Золотисто-рыжий Алтан шел мерно, словно журавль, пританцовывая.
Хонгор поверх русой головки, откинувшейся на его плечо, смотрел в степь. И, казалось, видел ее впервые: все эти бесконечные волны тускло-золотистой травы; все эти лощины, заполненные серебристо-серой лебедою; рыхлые песчаные бугры, поросшие степною малиною с кое-где видными темными, съежившимися ягодками. И снова ровная-ровная, будто желтый шелковый платок, степь, единственное, что любил в этой жизни Хонгор! И сейчас ему захотелось, чтобы эта чужая измученная девушка смотрела на степь с тем же восхищением, с каким смотрит он, чтобы поняла: ни море, ни река, ни горы, ни лес не могут быть краше!..
Да кто их разберет, этих русских? Вон Василий тоже твердил то и дело: «Что за приволье! Что за раздолье!» А потом увел ночью лучшего коня из табунов отца Хонгора и был таков. Бросились вдогон, но где там! Искать в степи человека, да еще если он сам хочет скрыться, все равно что будан [27]в деревянном котле варить.
Эх, Василий!.. Хонгор уж думал, давно его косточки ветры и дожди выбелили.
Надо бы поспрашивать о нем у этой девушки, но отчего-то язык словно отнялся…
Тут Хонгор заметил, что она как-то странно вздрагивает, будто в ознобе. Нет, солнце по-прежнему палит.

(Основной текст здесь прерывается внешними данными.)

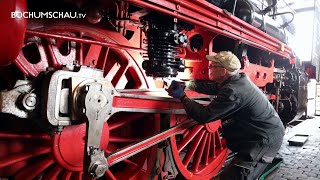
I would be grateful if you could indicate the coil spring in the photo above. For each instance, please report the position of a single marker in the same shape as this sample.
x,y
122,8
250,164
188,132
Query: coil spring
x,y
162,50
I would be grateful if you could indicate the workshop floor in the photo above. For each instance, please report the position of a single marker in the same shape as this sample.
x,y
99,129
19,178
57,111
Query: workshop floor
x,y
300,162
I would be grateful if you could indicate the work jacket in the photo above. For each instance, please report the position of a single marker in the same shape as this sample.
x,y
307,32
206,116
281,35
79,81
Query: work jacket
x,y
245,110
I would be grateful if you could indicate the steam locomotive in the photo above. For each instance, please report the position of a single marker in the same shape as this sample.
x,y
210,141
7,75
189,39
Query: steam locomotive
x,y
82,84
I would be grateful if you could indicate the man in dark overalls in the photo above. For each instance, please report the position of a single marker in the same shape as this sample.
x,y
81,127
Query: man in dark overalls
x,y
251,125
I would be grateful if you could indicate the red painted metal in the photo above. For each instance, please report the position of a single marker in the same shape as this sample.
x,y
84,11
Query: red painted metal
x,y
12,30
205,146
258,74
68,147
66,152
82,40
125,133
218,21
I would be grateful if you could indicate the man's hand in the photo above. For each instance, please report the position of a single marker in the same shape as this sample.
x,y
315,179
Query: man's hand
x,y
175,90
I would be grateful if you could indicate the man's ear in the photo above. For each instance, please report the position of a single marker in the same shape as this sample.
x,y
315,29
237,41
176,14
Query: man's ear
x,y
223,72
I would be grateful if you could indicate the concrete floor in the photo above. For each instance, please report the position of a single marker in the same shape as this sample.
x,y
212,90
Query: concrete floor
x,y
301,163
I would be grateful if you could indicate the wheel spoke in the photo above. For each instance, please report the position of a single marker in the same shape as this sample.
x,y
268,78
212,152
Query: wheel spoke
x,y
109,175
31,171
207,149
92,55
218,140
197,158
103,58
189,137
53,173
76,176
66,175
120,74
192,149
14,158
213,145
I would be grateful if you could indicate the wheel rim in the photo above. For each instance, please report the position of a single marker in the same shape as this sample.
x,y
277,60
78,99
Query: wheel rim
x,y
53,159
194,156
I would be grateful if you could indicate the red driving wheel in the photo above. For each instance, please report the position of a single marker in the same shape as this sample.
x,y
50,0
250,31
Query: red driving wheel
x,y
199,152
28,151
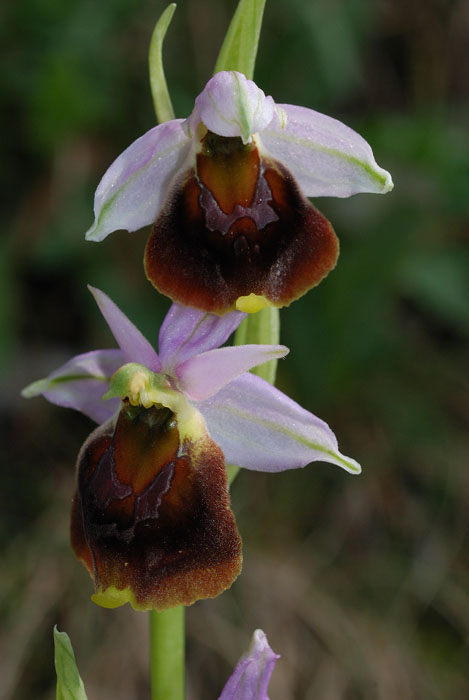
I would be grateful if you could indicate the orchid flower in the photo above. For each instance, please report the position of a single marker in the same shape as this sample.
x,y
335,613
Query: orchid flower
x,y
226,191
151,517
250,679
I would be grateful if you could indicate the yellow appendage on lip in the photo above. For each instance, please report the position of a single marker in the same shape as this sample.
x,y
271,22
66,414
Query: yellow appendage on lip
x,y
251,303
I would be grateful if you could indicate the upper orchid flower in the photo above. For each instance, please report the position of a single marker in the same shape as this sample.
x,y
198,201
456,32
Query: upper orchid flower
x,y
151,517
226,191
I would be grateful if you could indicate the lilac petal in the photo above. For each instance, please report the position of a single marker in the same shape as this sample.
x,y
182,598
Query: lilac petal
x,y
232,105
203,375
250,679
80,384
186,332
259,428
133,344
325,156
134,187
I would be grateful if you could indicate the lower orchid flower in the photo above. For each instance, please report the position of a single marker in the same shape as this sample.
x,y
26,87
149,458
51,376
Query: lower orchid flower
x,y
226,192
151,517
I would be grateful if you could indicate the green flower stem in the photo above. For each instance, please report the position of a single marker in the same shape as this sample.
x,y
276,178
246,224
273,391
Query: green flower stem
x,y
167,636
159,89
262,328
239,48
238,52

Покосился и увидел: рубаха на ее груди потемнела, намокла от слез.
Хонгор так и замер. И вновь легла тяжесть на душу: кого же утратила она в степи или кто покинул ее там, что скрытые рыдания бьют ее тело, словно лихорадка? Чем же перемучилась она, что вот так покорно привалилась к его плечу?!
Ночью девушка без слов легла рядом с ним – на одну кошму, под один учи. Вечером она съела творожную лепешку. Слабый голод был, пожалуй, единственным чувством, что пробудилось в ней. И она лежала так неподвижно, дышала так тихо, что ночью Хонгор несколько раз приподнимался и прислушивался, а жива ли она еще?!
Эрле лежала, смежив ресницы, но один раз Хонгор вдруг увидел отражение луны в ее широко распахнутых глазах. Казалось, они полны расплавленного золота. Хонгор даже отшатнулся, и девушка медленно, словно нехотя, опустила веки. И Хонгор понял: если он сейчас распустит пояс, навалится всем телом на ее слабое тело, вопьется губами ей в грудь, задыхаясь, если истерзает ее до боли, до муки, она все равно не шелохнется, так и будет лежать недвижимо, глядя ввысь глазами, полными лунного золота…
Но нет, похоть его спала, хотя он еще не считал себя стариком и кровь его частенько ярилась так, что жене было чем хвалиться перед подругами, тайно, темно краснея и делая вид, что ее обуревает стыд. И если бы Эрле вдруг протянула свою исхудавшую, почти невесомую руку, положила ему на грудь… Если бы хоть отстранилась стыдливо, когда его горячее тело на миг придвинулось к ней!.. Нет. А такую, как сейчас, он хотел бы убаюкать на своих заботливых руках, чуть слышно шепча ей: «Ах ты, камышинка придорожная!» Такую, как сейчас, он хотел бы вечно, с утра до заката и с заката до утра, вести по степи, вдыхая медовый запах русых волос.
Хонгор вообще никогда не был жесток и суров и знал это за собою. Но вот сейчас, лежа в степи, под золотою холодною луною, рядом с этой незнакомой русской, он ощущал, как вся доброта его и рассудительность, вся жалость, снисходительность, нежность, которые он когда-либо испытывал в жизни и которые, как представлялось ему иногда, оплели и людей, встреченных им на своем веку, и животных, которых он ласкал, и степь, которую он исходил и изъездил вдоль и поперек, несчетным множеством живых теплых нитей, – все эти ощущения вдруг воротились в его сердце, переполнили его, вспыхнули подобно костру, согревая и освещая эту холодную ночь новым, неведомым прежде светом.